Insurer Denies IL Woman’s MS Treatment
By Consumers For Quality Care, on August 14, 2019
For a while, Ivy Marcucci was able to rationalize her sporadic symptoms. Her vision blurred and doubled as she sat in a movie theater with her parents. Her father, Jared, an emergency room physician, noticed his daughter squinting and realized that her eyes were not moving in tandem, The Chicago Tribune reports. He took Ivy to the hospital to be checked out. In the emergency room, they quickly received a diagnosis: Ivy had multiple sclerosis, a central nervous system disease with various symptoms that can be disabling.
“It felt like the air had been sucked out of the room,” Ivy said of her diagnosis. She recalls thinking, “Am I going to be in a wheelchair tomorrow?”
A new hope came for MS patients like Ivy in January. The medical journal JAMA released a study on a new multiple sclerosis treatment, a hematopoietic stem cell transplant. While not widely available, the treatment has been garnering attention.
[The] JAMA study of 110 patients with relapsing-remitting multiple sclerosis, the most common kind of MS, found that 98% of patients who received hematopoietic stem cell transplants showed no evidence of disease activity at year 1, compared with 21% of patients who took standard medications for MS. After five years, 79% of the transplant patients showed no evidence of disease activity, compared with 3% of patients on standard medications.
After her diagnosis, scans showed more than a dozen areas of damage from Ivy’s MS in her brain and upper spinal cord. Her doctors started her on steroid treatment. However, the double vision continued, suggesting that the treatment was not working. Looking for another option for his daughter, Jared found the JAMA study.
Ivy’s family and doctors contacted Dr. Richard Burt, one of the study’s authors. At first, Dr. Burt was reluctant to accept Ivy as a candidate for the treatment. Ivy was still fairly active but her parents wanted to prevent any further damage.
A Northwestern neurologist examined her and reviewed her MRIs, writing in a report that the burden of the disease on her brain was “moderate-to-severe” and that her need for more aggressive treatment was “fairly urgent.”
“It was one of those things where you look at the MRI, and you say, ‘Why isn’t she in a wheelchair?’ ” Matia [Marcucci] said.
Dr. Burt approved the treatment for Ivy. But the family’s insurance, Blue Cross Blue Shield of Illinois, did not.
The Marcuccis tried to figure out how they would pay for the $125,000 treatment. Finally, they decided to refinance their house.
“Nobody has $125,000 sitting around,” said Matia, who runs a medical billing business. “He’s a doctor. We make good money. We’re not poor, but $125,000 is $125,000.” And for other families, she added, the cost could be prohibitive: “Why do you have to be rich to get good treatment?
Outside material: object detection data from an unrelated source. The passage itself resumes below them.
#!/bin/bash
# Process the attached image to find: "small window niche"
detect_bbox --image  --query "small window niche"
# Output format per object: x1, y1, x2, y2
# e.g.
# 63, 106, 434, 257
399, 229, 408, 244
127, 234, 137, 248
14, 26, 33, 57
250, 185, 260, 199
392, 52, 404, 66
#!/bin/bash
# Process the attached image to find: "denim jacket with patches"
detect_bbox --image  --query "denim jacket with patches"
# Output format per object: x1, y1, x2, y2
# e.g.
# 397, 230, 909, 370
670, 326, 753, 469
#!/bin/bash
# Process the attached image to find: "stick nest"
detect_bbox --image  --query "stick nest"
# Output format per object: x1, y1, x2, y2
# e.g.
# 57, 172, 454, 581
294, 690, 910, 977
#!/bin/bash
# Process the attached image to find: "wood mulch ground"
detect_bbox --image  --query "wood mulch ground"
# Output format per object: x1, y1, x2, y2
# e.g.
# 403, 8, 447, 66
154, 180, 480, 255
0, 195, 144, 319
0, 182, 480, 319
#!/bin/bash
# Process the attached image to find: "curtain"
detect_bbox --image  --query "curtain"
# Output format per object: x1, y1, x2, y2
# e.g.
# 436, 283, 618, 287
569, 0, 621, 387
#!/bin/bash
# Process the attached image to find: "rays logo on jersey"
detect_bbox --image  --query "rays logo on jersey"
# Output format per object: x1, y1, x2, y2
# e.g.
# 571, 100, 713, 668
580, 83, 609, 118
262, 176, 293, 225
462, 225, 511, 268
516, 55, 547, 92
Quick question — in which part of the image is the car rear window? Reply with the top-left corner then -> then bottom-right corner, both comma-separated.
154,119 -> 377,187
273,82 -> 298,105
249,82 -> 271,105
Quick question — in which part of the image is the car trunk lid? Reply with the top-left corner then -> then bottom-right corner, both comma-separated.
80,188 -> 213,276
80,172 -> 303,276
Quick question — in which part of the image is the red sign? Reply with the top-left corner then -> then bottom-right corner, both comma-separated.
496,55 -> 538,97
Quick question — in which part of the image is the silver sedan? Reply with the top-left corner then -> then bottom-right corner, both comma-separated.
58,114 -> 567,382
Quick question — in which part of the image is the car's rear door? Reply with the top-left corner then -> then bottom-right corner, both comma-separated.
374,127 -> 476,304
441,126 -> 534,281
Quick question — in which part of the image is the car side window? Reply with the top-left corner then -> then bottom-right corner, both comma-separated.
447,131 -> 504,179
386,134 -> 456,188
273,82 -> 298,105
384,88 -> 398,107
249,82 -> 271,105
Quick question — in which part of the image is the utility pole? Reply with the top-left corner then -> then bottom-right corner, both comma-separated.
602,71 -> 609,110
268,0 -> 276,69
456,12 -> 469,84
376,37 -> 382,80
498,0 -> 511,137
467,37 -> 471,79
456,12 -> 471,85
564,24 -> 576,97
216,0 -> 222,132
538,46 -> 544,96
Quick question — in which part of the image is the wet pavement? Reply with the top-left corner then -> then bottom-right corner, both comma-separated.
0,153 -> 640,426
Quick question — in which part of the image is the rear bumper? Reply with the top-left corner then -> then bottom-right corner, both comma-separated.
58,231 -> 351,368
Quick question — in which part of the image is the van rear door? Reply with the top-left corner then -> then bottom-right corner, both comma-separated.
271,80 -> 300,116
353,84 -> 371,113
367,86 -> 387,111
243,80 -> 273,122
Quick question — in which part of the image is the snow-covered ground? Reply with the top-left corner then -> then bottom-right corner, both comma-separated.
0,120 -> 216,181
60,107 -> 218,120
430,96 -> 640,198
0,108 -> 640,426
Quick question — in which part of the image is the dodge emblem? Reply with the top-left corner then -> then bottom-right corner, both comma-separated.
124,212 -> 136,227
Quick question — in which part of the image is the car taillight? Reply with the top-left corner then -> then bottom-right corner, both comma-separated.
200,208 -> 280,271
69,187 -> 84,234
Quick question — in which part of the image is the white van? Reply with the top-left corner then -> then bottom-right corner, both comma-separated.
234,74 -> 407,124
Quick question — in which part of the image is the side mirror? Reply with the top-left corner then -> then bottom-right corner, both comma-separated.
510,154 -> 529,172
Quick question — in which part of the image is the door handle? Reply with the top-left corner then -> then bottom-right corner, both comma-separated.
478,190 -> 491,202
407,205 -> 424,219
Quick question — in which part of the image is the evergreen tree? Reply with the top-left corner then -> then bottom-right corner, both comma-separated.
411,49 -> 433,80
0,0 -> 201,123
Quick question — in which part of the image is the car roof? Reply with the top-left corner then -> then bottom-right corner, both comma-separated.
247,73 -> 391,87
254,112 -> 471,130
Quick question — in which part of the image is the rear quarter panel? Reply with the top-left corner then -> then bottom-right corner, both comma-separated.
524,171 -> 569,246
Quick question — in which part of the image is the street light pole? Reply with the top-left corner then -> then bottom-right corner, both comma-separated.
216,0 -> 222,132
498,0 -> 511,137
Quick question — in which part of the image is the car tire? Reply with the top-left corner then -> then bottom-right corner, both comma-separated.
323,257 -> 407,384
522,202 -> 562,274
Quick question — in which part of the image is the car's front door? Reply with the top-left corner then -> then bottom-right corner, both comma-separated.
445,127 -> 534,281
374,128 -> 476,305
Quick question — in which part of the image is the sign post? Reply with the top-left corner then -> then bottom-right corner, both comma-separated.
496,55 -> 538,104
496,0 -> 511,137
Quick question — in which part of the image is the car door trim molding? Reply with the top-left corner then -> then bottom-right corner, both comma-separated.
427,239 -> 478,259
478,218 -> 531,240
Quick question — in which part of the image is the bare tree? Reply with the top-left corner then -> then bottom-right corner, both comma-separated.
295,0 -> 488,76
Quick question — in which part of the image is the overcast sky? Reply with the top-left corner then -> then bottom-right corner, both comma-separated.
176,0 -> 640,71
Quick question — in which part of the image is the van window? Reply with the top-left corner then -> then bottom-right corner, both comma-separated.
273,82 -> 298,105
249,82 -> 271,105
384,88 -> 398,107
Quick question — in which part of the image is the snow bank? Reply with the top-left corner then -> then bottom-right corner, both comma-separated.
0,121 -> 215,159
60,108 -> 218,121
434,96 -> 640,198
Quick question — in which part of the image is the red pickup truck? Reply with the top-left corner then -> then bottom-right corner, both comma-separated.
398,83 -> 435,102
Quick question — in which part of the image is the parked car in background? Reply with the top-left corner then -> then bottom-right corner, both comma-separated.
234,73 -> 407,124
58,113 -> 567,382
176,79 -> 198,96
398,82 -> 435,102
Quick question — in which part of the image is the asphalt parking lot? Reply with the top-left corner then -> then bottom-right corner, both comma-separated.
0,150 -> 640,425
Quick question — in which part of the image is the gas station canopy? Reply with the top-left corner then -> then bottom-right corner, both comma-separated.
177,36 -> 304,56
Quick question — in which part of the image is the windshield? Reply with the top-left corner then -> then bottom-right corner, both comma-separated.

It just seems unfair.”
Ivy was recently released from her 15-day hospital stay to undergo the treatment, which was grueling at points.
Although she is feeling better and is hopeful for what her future holds, frustration with the insurance company remains.
“You look at their little motto: something about standing by their patients in health,” she said of Blue Cross. “Well, what about this? What about me? You’re not standing by me.”
Ivy says she wants people to know her story and hopes that it could help others.
“I want to talk about it because this works, people need this, and it should be accessible for more people,” she said.